July 30, 2014
Partner John Emanoilidis comments in a Financial Post article on Augusta Resource Corporation’s recent case indicating Canadian securities regulators are still having a tough time with the poison pill takeover defence.
Below is an excerpt of the article.
One might have thought otherwise after the B.C. Securities Commission reached the Augusta decision in May. The regulator said it would let Augusta leave its plan in place for an unheard of 155 days in the face of an unwanted bid from HudBay announced in February. Yet the commission didn't provide its detailed reasons until June 24. Those make it clear the regulator was motivated only by the unique facts of the case, and not by a change in policy.
That means that it's hard to pin down whether regulators across the country have changed their tune on poison pills, lawyers say.
The fate of poison pills is important because there's a fair bit of MA underway in the mining sector, and it's not all friendly. This has boosted interest in the availability of the standard hostile takeover defence in Canada, the shareholder rights plan or poison pill.

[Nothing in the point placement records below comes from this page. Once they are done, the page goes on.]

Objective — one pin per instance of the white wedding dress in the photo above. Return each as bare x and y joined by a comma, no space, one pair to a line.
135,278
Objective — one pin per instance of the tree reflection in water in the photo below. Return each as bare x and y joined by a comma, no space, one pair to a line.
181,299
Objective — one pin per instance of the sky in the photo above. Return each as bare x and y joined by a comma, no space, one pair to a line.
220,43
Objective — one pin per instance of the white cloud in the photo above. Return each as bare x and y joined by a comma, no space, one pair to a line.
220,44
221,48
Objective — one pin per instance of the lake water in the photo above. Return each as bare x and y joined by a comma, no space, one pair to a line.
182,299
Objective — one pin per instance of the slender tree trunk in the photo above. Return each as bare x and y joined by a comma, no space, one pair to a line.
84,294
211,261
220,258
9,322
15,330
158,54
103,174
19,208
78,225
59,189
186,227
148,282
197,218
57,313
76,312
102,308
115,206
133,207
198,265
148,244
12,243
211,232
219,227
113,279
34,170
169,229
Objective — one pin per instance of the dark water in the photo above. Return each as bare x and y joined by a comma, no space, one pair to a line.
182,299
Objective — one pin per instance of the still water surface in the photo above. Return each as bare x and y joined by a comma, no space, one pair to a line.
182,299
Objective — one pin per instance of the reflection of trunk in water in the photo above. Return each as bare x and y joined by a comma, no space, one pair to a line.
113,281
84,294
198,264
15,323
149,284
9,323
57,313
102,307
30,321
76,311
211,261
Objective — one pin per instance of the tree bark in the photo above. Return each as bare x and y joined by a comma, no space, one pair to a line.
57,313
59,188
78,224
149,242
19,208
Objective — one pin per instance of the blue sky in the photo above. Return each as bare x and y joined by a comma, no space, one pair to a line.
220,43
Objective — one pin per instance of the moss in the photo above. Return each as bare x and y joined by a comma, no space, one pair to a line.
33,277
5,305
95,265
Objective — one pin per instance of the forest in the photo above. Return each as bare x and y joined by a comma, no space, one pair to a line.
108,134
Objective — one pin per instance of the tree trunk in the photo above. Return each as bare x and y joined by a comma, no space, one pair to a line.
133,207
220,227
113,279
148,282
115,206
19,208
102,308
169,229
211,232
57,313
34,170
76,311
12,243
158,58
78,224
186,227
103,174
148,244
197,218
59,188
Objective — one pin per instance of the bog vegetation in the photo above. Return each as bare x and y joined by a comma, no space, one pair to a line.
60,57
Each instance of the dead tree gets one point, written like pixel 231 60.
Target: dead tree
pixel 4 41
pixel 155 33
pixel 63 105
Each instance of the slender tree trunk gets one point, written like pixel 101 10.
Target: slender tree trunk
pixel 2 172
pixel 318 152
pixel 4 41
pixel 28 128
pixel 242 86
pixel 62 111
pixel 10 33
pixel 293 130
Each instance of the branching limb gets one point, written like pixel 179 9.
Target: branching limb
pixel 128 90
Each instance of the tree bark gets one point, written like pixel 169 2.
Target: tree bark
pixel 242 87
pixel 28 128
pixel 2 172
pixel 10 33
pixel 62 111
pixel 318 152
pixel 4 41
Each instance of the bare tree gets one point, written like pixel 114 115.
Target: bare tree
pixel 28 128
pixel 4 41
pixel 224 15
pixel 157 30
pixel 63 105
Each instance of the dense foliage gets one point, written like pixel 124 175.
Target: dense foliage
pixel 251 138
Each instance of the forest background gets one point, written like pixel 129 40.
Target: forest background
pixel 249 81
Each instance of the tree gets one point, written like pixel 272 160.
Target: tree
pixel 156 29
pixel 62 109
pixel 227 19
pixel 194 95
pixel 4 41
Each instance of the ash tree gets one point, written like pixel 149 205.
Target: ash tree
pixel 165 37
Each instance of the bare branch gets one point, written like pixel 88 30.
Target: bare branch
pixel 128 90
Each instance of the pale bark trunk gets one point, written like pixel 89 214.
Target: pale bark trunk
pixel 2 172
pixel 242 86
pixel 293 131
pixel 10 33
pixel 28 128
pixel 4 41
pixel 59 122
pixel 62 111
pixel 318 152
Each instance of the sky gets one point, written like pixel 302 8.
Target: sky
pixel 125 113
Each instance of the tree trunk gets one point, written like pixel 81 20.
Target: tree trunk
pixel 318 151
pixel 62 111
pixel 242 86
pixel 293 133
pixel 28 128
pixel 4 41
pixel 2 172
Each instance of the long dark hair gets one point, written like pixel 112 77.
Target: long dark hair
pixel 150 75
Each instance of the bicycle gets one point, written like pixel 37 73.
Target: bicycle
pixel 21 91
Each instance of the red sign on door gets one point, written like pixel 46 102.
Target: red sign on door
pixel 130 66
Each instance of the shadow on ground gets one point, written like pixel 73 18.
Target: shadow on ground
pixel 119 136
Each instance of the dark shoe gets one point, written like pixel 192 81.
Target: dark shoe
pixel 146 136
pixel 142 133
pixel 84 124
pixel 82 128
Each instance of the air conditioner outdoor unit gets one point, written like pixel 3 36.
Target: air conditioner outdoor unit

In theory, a poison pill allows a company's board to flood the market with so many shares that a hostile bidder wouldn't be able to follow through on its offer. In practice, no Canadian company would ever use one because it would destroy the value of its existing shares. Their real value is buying the target company's board some time to find an alternative to the hostile offer.
"The commissions could clarify in a policy statement that we would expect that rights plans would not be terminated by the securities commissions earlier than X number of days in circumstances where there's been a vote," John Emanoilidis, co-head of the MA practice at Torys LLP in Toronto.